Another possibility is that the PWFDT feathers are not a novel type of feather unique to Cruralispennia, but instead are immature pennaceous feathers formed after a recent molt. There are several lines of reasoning supporting this hypothesis. With a long, thick rachis and minimal barbs at the tip, the PWFDT feathers resemble moderately developed pin feathers, which are known from modern birds as well as newly described juvenile enantiornitheans. In addition, they are interspersed with mature feathers, while truly unique feather types are expected to be separated from typical feathers. Many of the specimen's feathers are loosely attached or separated from the rest of the specimen, adding further evidence to the hypothesis that it was molting when it died.

=== Color ===
Structures believed to be fossilized melanosomes were found in five feather samples from the specimen using scanning electron microscopy. Due to their rod-like shape, they were identified as eumelanosomes, which correspond to dark shades. Although specific colors were not stated in the analysis, other studies have shown that coloration in extant birds correlates to the length and aspect ratio (length to width ratio) of their eumelanosomes. A sample taken from the crural feathers had eumelanosomes with the shortest aspect ratio, which may have corresponded to dark brown coloration. The highest aspect ratio eumelanosomes were found in a sample from the head feathers. High aspect ratios have been known to correlate with glossy or iridescent colors, although without knowing the structure of a feather's keratin layer (which does not fossilize well), no hue can be assigned for certain. The wing and tail samples also had high aspect ratios, while the tail's eumelanosomes were the largest sampled.

== Classification ==
Cruralispennia was referred to Enantiornithes in the taxon's description due to various features of the humerus, a lack of procoracoid processes, and a long acromion process of the scapula. A phylogenetic analysis recovered Cruralispennia as a moderately advanced enantiornithean, more derived than basal members of the clade such as Protopteryx and pengornithids. Some of the derived features present within Cruralispennia include a reduced fibula and a short hand. However, the presence of a short, plow-shaped pygostyle in IVPP 21711 shows that Cruralispennia had some derived features which were very different from other enantiornitheans. Cruralispennia seemingly belongs to a previously undiscovered ancient lineage of enantiornitheans which had convergently evolved many ornithuromorph-like features. In addition, the presence of such a derived genus so early in the Cretaceous is evidence that the family tree of ornithothoraces is older than currently known fossils suggest.

== Paleobiology ==
A histological study of IVPP 21711's humerus found no lines of arrested growth present within the bone. This is evidence that IVPP 21711 died within one season. However, due to the bone having both an inner and outer layer, IVPP 21711 was believed to have died near adulthood. These factors are support for the idea that individuals of Cruralispennia grew quickly, reaching adult size in less than a year. This is in contrast with other enantiornitheans, which are believed to have grown slowly, taking several years to reach adulthood. Cruralispennia's growth strategies were more similar to those of Confusciusornis and ornithuromorphs, although slightly slower.

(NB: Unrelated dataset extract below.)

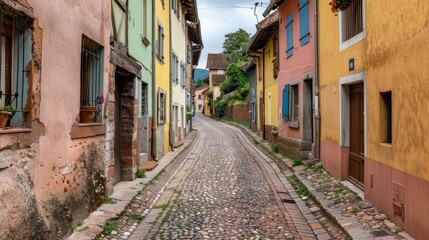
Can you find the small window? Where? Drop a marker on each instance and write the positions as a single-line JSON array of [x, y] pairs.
[[352, 20], [161, 106], [304, 22], [91, 81], [276, 62], [160, 43], [289, 36], [294, 103], [386, 117], [15, 54]]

It is difficult to determine the function of the crural PWFDT feathers (if they are unique in the first place), but several possibilities have been put forth. Some of these possible functions include insulation, heat shielding, or social signalling. Although PWFDT feathers were probably too simple to provide any aerodynamic advantage, their narrowness means that they were unlikely to have been an inhibiting factor either.